Computational systems biology approach predicts regulators and targets of microRNAs and their genomic hotspots in apoptosis process

Abstract

Novel computational systems biology tools such as common targets analysis, common regulators analysis, pathway discovery, and transcriptomic-based hotspot discovery provide new opportunities in understanding of apoptosis molecular mechanisms. In this study, after measuring the global contribution of microRNAs in the course of apoptosis by Affymetrix platform, systems biology tools were utilized to obtain a comprehensive view on the role of microRNAs in apoptosis process. Network analysis and pathway discovery highlighted the crosstalk between transcription factors and microRNAs in apoptosis. Within the transcription factors, PRDM1 showed the highest upregulation during the course of apoptosis, with more than 9-fold expression increase compared to non-apoptotic condition. Within the microRNAs, MIR1208 showed the highest expression in non-apoptotic condition and downregulated by more than 6 fold during apoptosis. Common regulators algorithm showed that TNF receptor is the key upstream regulator with a high number of regulatory interactions with the differentially expressed microRNAs.
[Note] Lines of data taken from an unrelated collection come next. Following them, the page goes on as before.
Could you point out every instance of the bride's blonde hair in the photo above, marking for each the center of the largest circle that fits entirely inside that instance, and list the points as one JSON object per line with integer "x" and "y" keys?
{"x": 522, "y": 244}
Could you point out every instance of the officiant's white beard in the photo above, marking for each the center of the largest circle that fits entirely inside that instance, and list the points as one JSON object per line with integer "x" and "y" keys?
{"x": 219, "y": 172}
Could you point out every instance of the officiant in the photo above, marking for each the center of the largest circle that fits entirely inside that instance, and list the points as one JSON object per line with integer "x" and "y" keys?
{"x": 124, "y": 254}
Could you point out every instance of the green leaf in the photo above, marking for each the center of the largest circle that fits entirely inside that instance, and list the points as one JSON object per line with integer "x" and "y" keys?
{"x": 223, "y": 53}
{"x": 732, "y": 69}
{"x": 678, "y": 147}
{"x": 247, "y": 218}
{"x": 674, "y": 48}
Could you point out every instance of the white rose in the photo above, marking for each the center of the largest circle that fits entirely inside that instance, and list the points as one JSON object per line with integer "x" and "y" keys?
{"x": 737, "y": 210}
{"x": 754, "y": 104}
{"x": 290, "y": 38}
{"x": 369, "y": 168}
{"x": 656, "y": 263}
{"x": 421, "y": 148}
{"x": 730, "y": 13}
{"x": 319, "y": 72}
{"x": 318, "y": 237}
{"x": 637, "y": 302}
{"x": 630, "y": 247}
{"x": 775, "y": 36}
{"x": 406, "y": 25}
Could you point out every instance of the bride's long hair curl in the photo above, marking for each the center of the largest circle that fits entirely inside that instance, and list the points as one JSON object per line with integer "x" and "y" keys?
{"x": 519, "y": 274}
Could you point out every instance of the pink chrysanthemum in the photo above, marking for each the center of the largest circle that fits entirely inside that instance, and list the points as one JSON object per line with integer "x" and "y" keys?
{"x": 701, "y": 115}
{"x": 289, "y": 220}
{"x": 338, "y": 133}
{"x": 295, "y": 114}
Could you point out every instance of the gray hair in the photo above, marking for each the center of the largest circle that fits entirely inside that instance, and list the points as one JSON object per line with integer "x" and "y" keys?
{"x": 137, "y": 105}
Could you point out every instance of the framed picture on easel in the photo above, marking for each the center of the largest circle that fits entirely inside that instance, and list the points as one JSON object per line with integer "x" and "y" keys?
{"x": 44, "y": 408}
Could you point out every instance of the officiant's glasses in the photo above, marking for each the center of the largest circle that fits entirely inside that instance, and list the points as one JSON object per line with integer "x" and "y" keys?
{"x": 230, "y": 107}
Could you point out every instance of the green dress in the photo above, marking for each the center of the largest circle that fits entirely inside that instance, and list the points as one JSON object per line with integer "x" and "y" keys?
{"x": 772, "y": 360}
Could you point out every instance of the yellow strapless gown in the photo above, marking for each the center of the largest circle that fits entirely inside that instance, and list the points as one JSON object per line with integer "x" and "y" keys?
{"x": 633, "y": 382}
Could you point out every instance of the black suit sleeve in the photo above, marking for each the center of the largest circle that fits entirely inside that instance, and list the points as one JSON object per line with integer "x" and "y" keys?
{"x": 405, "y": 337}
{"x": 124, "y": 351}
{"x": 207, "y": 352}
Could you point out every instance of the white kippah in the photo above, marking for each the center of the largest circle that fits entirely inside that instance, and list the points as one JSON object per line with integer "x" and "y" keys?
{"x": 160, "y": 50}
BCL2 and AKT1 were the key downstream targets of differentially expressed microRNAs. Enrichment analysis of the genomic locations of differentially expressed microRNAs led us to the discovery of chromosome bands which were highly enriched (p < 0.01) with the apoptosis-related microRNAs, such as 13q31.3, 19p13.13, and Xq27.3 This study opens a new avenue in understanding regulatory mechanisms and downstream functions in the course of apoptosis as well as distinguishing genomic-enriched hotspots for apoptosis process.